The Education Department announced last week that it has asked a nonprofit educational organization founded by the Rev. Jesse L. Jackson to return more than $700,000 in federal funds that it says were misspent.
The organization, push for Excellence Inc., has until the end of this month to appeal the demand for repayment that was made by the department’s contracts and grants office, according to John C. Yazurlo, ed’s deputy inspector general.
A spokesman for the Chicago-based group, which is commonly referred to as push-excel, said it planned to ask the department’s audit appeals board to overturn the ruling of the contracts office.
According to press reports, Mr. Jackson, who is running for the Democratic Party’s Presidential nomination, criticized the timing of the announcement as “something very nasty and almost conspiratorial.”
Day Before Primary
The department announced the request for repayment on April 9, one day before Pennsylvania’s Presidential primary. It officially notified the organization of its findings in letters dated March 30 and March 31.
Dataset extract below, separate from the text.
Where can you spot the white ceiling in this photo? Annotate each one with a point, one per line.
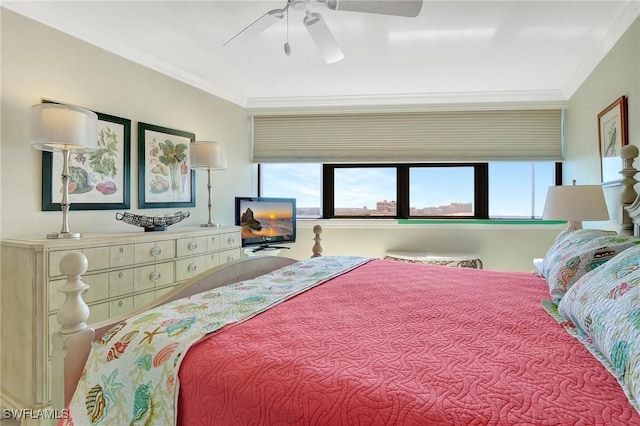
(453, 52)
“They allege nothing criminal,” Mr. Jackson told reporters while campaigning in Pittsburgh. “If in the end push owes any money, it’ll pay what is due.”
According to Mr. Yazurlo, push-excel received $3.1 million in five grants and contracts from the department between 1978 and 1980, of which $708,431 must be returned. The funds were for programs intended to improve attitudes among black inner-city youths about education and to help them move into the labor market following graduation from high school.
Last August, department auditors determined that the group spent at least $736,972 in violation of federal rules governing grants and contracts.
The auditors also indicated that push-excel could not provide adequate documentation or other evidence to prove that an additional $1.1 million was spent in accord with the regulations. (See Education Week, Aug. 31, 1983.)
In September 1981, the department temporarily revoked an $825,000 grant to the group because it reportedly refused to allow federal auditors to review its accounting procedures. The grant was reinstated after the group agreed to the review.